The Perfect Learning Journey

The Perfect Learning Journey

The Perfect Learning Journey

Learning To Drive

It was my 17th birthday. I was standing in the living room. Dad to my left. Mum to my right. They had booked a birthday surprise for me. I had no idea what it was, but they told me to watch out of the lounge window. Then I saw it. A car with an "L" on the top. It was a driving lesson. I wasn't sure whether to dance or cry. I was scared, excited, and yet the thought of freedom took over. Independence could be mine! "Well, go on then," said Mum. I walked out to the car and was greeted by an old guy with a silver Vauxhall Nova. I was starting to learn how to drive, like many, many before me.

According to the Driving Standards Agency (DSA), we take around 44 hours of professional lessons to pass our driving test. Some of my lessons were 1 hour, some 1.5 hours, and some 2 hours, depending on what I could afford from my part-time job at a DIY store, whilst I was studying at college. Driving lessons work. Most people pass. It might cost a lot, but we all become drivers. So, why does it work?

Spaced Repetition

Herrmann Ebbinghaus, a German psychologist, discovered the "forgetting curve" and "spaced repetition." Now, this was back in the mid-1800s, but many people in the learning world still quote his research. Spaced repetition was about learning something, stopping, breaking, and then going back to learning to learn some more. The length of time for learning, the break, and the frequency weren't prescribed by him and were dependant upon the type of learning. The important point was that he discovered that to learn we do, break, do, break, do, and so on.
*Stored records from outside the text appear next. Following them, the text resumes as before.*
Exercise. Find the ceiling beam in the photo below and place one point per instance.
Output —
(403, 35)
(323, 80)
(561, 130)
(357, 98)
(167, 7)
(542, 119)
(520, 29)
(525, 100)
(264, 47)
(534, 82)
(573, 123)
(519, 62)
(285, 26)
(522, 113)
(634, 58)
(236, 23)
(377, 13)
So, when we learned to drive we tended to take one lesson per week. Learn, break, learn, break. Herrmann would be proud. The problem is that we then leave college/university and join the corporate world, this is when we get invited to the 1-day training courses. We have gone from successfully learning by adopting spaced repetition to now, apparently, learning a new skill in one 9-5 day.

We all have experienced these training courses, and we have sadly accepted that when you walk out of that training course, nothing will change. At best, you'll remember something useful, but nothing like the significant change in behavior that you had hoped for. Your email was a problem before you took the training course. It still is. Changing behaviors takes repetition, and "spaced" at that.
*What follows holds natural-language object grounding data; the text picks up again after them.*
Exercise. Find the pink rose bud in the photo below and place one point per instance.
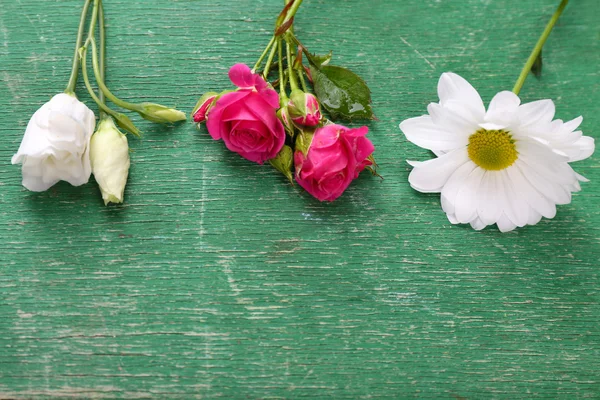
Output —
(328, 162)
(203, 106)
(246, 119)
(304, 108)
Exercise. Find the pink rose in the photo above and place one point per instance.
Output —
(246, 119)
(334, 159)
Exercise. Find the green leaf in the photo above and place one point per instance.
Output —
(321, 60)
(343, 93)
(536, 68)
Individual Learning Objective

The additional learning element that makes this learning journey so successful is that the learner wants the outcome. The freedom. The independence. This is inherent in the learner when they decide they want to drive. This is their motivation and it is very persuasive.

The very least we can do is to ask learners why they want to spend their time learning. At the start of any training course ask "What do you want to get out of the time you will spend learning?" And the answers should be encouraged to be less "business-like" and more "real," from "To do my job better" to more "I want to finish work at 5 pm every day."

Plus, the individual learning objective should be S.M.A.R.T. In my experience, everyone has heard of S.M.A.R.T., yet next to no one uses it. If we can encourage the learner to identify a S.M.A.R.T individual learning objective, then this will help them to make it real, from "to be a better time manager" to "know how to manage my inbox to zero every day."

The challenge is to help the learner to arrive at a reason that is as motivating as it was when learning how drive.

Finally, Can You Drive?

The final stage of all those driving lessons is the test: getting to the test center, letting an important stranger into the learner car, and showing them that you can drive. They are testing whether you can truly "do the do." Not whether you think you can do it. Talk is cheap. Show me that you can. Perfect. A test of your behavior. Have you really learned how to drive?

There are 4 stages of testing used to determine whether you have learned what you have been taught. They are:

  1. No testing
    Most 1-day training courses just ask you to rate the day.
  2. Knowledge testing
    Exams at school tested whether you could recall all of King Henry's wives.
  3. Learning testing
    If you've ever done first-aid training, they ask you to show them CPR on a dummy.
  4. Behavioral testing
    Did you pass your driving test? The driving test tests whether you can.

Driving Is The Perfect Learning Journey

At the end of the day, it works. It works because of the 3 elements of spaced repetition, motivation, and testing. We could all learn a lot from this perfect learning journey. It's time to banish the 1-day training course to where it belongs—in the past.